Székely, I. (Pianist), Budapest Symphony Orchestra (Performers), & Németh, G. (Conductor). (1988). Chopin piano concertos no. 1 and 2 [CD]. Hong Kong: Naxos.
Provide as much information as possible about the writer, director, and producer; the date the podcast aired; its title; any organization or series with which it is associated; and where you retrieved the podcast.
Kelsey, A. R. (Writer), Garcia, J. (Director), & Kim, S. C. (Producer). (2010, May 7). Lies food labels tell us. Savvy consumer podcasts [Audio podcast] . Retrieved from http://www.savvyconsumer.org/podcasts/050710
Revisit the references section you began to compile in Note 13.73 “Exercise 1” .
- Use the APA guidelines provided in this section to format any entries for electronic sources that you were unable to finish earlier.
- If your sources include a form of media not covered in the APA guidelines here, consult with a writing tutor or review a print or online reference book.
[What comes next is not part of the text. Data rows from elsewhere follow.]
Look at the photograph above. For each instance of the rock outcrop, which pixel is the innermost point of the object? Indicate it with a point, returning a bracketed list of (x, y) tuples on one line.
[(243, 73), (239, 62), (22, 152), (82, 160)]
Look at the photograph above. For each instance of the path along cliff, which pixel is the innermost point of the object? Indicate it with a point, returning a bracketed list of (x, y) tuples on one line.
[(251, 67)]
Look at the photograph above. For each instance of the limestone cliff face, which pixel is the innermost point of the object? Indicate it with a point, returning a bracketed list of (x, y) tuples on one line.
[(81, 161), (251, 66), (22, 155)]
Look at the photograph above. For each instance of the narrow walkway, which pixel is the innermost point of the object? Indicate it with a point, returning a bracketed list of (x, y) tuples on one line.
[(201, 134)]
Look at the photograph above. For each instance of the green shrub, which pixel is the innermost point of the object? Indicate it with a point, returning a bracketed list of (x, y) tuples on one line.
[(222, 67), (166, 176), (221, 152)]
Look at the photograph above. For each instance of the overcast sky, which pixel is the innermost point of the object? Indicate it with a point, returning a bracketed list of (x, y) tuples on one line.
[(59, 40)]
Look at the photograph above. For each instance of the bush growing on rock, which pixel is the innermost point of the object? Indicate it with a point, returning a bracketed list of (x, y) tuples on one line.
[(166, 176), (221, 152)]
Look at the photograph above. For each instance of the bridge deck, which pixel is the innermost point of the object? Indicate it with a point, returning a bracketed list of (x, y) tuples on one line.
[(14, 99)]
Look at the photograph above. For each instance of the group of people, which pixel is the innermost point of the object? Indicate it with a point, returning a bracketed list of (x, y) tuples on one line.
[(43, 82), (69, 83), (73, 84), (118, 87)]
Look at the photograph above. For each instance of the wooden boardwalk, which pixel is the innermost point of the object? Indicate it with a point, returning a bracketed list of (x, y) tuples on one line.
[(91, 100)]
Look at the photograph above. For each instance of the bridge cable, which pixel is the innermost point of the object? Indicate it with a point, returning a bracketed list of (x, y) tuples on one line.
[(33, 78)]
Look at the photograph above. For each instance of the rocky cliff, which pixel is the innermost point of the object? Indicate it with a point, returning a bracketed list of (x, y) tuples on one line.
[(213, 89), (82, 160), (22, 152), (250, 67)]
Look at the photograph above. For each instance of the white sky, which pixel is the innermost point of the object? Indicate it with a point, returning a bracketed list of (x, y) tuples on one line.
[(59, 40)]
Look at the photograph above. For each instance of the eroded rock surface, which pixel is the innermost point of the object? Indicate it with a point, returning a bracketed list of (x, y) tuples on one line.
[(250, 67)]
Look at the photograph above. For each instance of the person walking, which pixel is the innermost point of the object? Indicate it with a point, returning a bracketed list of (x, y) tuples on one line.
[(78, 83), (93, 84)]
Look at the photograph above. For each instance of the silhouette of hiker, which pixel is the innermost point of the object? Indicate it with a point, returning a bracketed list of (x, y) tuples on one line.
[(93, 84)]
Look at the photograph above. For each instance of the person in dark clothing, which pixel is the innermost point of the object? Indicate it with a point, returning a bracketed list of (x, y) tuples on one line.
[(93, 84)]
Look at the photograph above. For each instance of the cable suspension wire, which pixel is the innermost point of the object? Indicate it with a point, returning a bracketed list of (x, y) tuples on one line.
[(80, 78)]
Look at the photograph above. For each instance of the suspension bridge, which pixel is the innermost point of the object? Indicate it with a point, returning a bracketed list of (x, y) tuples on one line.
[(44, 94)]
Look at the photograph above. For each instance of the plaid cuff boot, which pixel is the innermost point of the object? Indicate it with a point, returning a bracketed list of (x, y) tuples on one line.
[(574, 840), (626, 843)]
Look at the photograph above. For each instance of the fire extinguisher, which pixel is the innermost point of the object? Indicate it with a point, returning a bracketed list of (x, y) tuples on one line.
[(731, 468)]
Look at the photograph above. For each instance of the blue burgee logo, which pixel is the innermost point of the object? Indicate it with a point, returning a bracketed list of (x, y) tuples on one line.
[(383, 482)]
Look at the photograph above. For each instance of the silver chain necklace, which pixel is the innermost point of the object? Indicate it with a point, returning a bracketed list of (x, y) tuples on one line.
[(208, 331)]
You may wish to visit the website of the American Psychological Association at http://www.apa.org or the Purdue University Online Writing lab at http://owl.english.purdue.edu , which regularly updates its online style guidelines.
- Give your paper a final edit to check the references section.
In APA papers, entries in the references section include as much of the following information as possible:
- Print sources. Author(s), date of publication, title, publisher, page numbers (for shorter works), editors (if applicable), and periodical title (if applicable).
- Online sources (text-based). Author(s), date of publication, title, publisher or sponsoring organization, and DOI or URL (if applicable).
- Electronic sources (non-text-based). Provide details about the creator(s) of the work, title, associated company or series, and date the work was produced or broadcast. The specific details provided will vary depending on the medium and the information that is available.
- Electronic sources (text-based). If an electronic source is also widely available in print form, it is sometimes unnecessary to provide details about how to access the electronic version. Check the guidelines for the specific source type.